On August 15, 1966, the Council on Library Resources (CLR) awarded NEBHI a grant to design a regional cataloging and processing center for New England. Within a month, the first progress report on creating a technical processing center was written. In December 1966, NEBHI requested and the Council of Library Resources later awarded another grant to develop a pilot project for a regional processing center. In October 1967, the name New England Library Information Network (NELINET) was adopted. The first test of the processing center using records derived from MARC tapes was a remote site, the University of New Hampshire library, occurred in December 1967. It was also in July of that year that OCLC, the Ohio College Library Center, legally incorporated.

The first full-time director of NELINET was hired in 1968: Samuel Goldstein from the University of Massachusetts. In January 1971, Ronald Miller succeeded him as director. At that time, membership categories were established, and in the summer of 1971 the NELINET membership increased to 21 libraries.
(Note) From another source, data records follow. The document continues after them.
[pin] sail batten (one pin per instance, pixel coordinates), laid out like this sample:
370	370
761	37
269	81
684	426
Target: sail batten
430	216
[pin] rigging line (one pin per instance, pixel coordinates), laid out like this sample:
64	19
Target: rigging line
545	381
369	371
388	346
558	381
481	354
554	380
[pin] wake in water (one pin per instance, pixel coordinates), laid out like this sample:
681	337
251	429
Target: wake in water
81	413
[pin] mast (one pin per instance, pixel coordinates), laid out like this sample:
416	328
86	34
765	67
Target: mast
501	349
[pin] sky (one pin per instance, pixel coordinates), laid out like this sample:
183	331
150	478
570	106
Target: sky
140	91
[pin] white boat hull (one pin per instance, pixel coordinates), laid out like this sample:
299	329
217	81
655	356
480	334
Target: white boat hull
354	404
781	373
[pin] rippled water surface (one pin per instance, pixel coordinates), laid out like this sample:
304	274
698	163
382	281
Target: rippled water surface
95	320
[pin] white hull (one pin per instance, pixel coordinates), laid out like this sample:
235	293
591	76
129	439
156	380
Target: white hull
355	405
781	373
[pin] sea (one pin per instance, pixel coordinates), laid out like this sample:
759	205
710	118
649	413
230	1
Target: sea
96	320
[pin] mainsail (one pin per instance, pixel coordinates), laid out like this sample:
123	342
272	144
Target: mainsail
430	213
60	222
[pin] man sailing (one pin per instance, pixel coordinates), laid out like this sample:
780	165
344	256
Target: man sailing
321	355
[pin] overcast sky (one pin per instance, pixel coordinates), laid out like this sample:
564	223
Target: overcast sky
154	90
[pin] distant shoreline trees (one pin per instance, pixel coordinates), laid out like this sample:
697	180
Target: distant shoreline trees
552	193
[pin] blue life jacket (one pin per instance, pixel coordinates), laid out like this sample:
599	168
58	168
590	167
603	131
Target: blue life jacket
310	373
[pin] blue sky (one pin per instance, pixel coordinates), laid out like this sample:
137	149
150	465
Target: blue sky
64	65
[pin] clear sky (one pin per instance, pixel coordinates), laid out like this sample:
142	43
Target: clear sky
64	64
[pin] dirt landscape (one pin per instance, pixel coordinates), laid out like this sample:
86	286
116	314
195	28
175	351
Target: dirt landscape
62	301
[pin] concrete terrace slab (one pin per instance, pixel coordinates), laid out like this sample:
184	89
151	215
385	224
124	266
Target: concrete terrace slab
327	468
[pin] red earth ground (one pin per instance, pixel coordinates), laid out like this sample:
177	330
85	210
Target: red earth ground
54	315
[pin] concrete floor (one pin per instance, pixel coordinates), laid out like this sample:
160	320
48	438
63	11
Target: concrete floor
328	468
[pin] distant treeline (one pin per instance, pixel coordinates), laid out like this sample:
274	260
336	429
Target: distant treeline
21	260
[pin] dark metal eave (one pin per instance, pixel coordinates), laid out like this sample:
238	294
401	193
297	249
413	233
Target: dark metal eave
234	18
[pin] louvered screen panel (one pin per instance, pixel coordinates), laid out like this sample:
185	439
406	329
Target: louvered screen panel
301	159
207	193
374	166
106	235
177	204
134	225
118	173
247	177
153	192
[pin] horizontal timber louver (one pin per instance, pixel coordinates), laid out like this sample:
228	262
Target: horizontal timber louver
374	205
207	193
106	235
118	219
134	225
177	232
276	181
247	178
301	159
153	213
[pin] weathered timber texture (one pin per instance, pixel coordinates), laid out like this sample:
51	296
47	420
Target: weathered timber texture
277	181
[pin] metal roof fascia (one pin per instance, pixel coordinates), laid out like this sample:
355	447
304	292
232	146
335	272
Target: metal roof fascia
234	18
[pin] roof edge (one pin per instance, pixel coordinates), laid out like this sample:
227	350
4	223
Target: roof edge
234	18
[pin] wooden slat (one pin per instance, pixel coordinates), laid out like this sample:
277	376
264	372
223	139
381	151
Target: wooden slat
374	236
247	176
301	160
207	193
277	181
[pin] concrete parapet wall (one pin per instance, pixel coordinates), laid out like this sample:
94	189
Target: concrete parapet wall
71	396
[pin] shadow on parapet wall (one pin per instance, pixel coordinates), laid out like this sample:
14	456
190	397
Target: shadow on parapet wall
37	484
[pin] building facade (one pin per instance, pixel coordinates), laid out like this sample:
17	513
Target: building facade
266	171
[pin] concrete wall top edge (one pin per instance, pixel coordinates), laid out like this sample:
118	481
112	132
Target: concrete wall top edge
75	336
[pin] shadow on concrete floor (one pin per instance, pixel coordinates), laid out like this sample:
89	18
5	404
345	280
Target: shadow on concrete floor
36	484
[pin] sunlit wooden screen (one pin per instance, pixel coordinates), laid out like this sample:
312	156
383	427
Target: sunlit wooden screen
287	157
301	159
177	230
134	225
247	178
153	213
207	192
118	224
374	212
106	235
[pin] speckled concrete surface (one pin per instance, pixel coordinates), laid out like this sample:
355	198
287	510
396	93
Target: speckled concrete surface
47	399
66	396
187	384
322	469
On October 6, 1971, an agreement was reached between NELINET and another new technical processing organization, OCLC, to see if the OCLC system could be replicated at NELINET. However, instead, in November, NELINET received a CLR grant for a 15-week simulation of the OCLC system and a six-month test of the system to be done at Dartmouth College, while developments of the NELINET system continued. As a result of these tests, in April 1972 the NELINET board of directors unanimously resolved to commit NELINET to work towards the implementation of the OCLC system in New England. Public libraries started joining NELINET in 1972, the first being the Ferguson Library of Stamford, Connecticut. By September 1974, a NELINET member, Northeastern University, cataloged the one-millionth book in the OCLC system.

By May 1975, NELINET was second only to Ohio in the use of the OCLC system. In 1977, John Linford replaced Ron Miller as Director and brought a new perspective to NELINET. By 1978, NELINET matured to a point where some change in the relationship with NEBHI was inevitable. On January 13, 1978, plans developed for the possible separation of NELINET from NEBHI. This resulted in NELINET filing for incorporation in 1978 (eleven years after OCLC had done so). In 1982, Laima Mockus became the Executive Director. Marshall Keys became the Executive Director in 1989, and in 1999 Arnold Hirshon became the new Executive Director.

In 2008, Nelinet began a large project to incorporate Open Source Hosting (Now known as SAAS) for libraries and began a hosted library checkin/out system using a system called Evergreen, running at the Nelinet offices, with other library applications to follow. Beta testing of this new service was done with cooperation of a group of libraries in Vermont. Talks were also in progress to expand the service to the NH Library Systems. A colocation facility in Sommerville was selected and work began to move the hosted systems to the facility.

In October, 2009, NELINET joined Lyrasis, which was formed from the merger of PALINET and SOLINET. The plan was to make the Southboro office the technical center of the company due to the new colocation facility and the Open Source Hosting services. At this time, NELINET was to move to a smaller space in Southborough, as the employee count was already down to less than 16. These plans fell through and layoffs began to occur and the new office space was cancelled. The local office in Southborough, MA was closed in June 2010 with a handful of workers from the office 'working at home'. As of September 2011, most had been laid off.